This is a wonderful mellow stone church with an adjacent school, set surprisingly far south from the town centre on the West Bay road.
Although there was certainly a church on or near the site much earlier, the oldest parts of the present building are the pointed arches of 1225 in the north and south transepts. The 72 foot tower and supporting arches are 1400.
In 1860, the Victorians employed John Hicks, the Dorchester architect, to undertake an extensive restoration. At the time, he had Thomas Hardy, who would later become the world-famous novelist, as an architectural pupil, so it is reasonable to assume he would have worked on this important project. Hicks was responsible for the building or restoration of at least 27 churches in the county. (For further information see East Holme) The project involved the complete rebuilding of the chancel and lengthening the nave by two new bays. The work allowed the destruction of some unsightly galleries. The end result is a triumph because the new and the old have been skilfully and very sensitively grafted together. The Caen stone pulpit is also of this period and features the Sermon on the Mount in relief.
In the north transept, there is a recumbent figure of a knight. The chain-mail covering of the head and body together with the kick spurs suggests that it belongs to the period before 1300. The identity is uncertain, but it might well be John Gervase who held land locally and was a generous benefactor to the church.

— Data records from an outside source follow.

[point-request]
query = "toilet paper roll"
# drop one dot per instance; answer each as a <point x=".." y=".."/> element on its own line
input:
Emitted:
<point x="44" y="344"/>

The cross under the east chancel window was given in memory of a churchwarden and the silver-work represents the pebbles on the Chesil Beach. The window in the Lady chapel was erected in memory of Queen Victoria.
The parvis chamber over the south porch used not to be open to the body of the church. Originally, it would have been used by visiting priests, who served the three chantries which the church contained in Mediaeval times. Note the chimney outside that once led to a fireplace used to keep them warm in winter. The font is 1400.
The first organ was installed in 1815 by G B England and rebuilt in the north chancel in 1884. In 1934, a pneumatic action and mobile console were added. A legacy made a complete restoration by Geo. Osmond of Taunton possible in 1984, which incorporated Walker organ components from a redundant church in Tonbridge Wells.
In 1996, the roof was badly damaged by fire, although it has now been fully repaired. During the restoration the opportunity was taken to lay a new stone floor, fit new lighting and provide modern pews. Note the most attractive bosses in the stunning wagon roof.